You can use stringr::str_match with ^(\S+(?:\s+\S+)?)?(?:\s+(.+))? regex (see the regex demo online):

library(stringr)
str_match(x, "(?s)^(\\S+(?:\\s+\\S+)?)?(?:\\s+(.+))?")[,-1]
# => [1] "string I"                      "would like to split somewhere"

Also, you can use utils::strcapture:

result <- utils::strcapture("^(\\S+(?:\\s+\\S+)?)?(?:\\s+(.+))?", x, list(left=character(), right=character()))
# > result
#        left                         right
#  1 string I would like to split somewhere
result$left
# => [1] "string I"
result$right
# => [1] "would like to split somewhere"

The ^(\S+(?:\s+\S+)?)?(?:\s+(.+))? regex matches

  • ^ - start of string
  • (\S+(?:\s+\S+)?)? - an optional group 1:
    • \S+ - one or more non-whitespace chars
    • (?:\s+\S+)? - an optional occurrence of one or more whitespaces and then one or more non-whitespaces
  • (?:\s+(.+))? - an optional occurrence of
    • \s+ - one or more whitespaces
    • (.+) - Group 2: one or more chars other than line break chars as many as possible.

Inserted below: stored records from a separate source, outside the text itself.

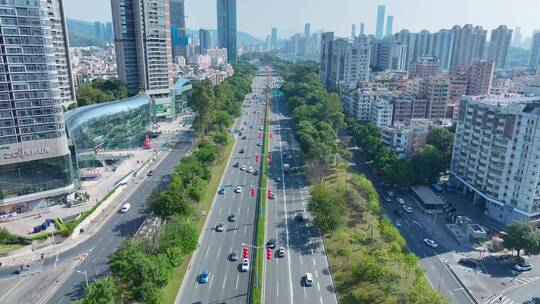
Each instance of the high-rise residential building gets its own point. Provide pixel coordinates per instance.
(62, 56)
(307, 29)
(205, 41)
(98, 29)
(499, 43)
(534, 57)
(425, 67)
(436, 91)
(325, 62)
(379, 30)
(443, 42)
(468, 45)
(517, 37)
(496, 155)
(226, 15)
(389, 25)
(142, 39)
(179, 39)
(273, 37)
(35, 167)
(480, 77)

Note that it is not safe to use stringr::str_split here as the only way to use it is with a constrained-width lookbehind:

str_split(x, "(?<=^\\S{1,1000}\\s{1,1000}\\S{1,1000})\\s+")
# => [[1]]
#    [1] "string I"                      "would like to split somewhere"

Since in a constrained-width lookbehind one can't use + or * quantifiers, all you can do is use limiting quantifiers with declared min and max arguments, {1,1000}. Here, 1000 chars is the limit that you need to adjust based on your data.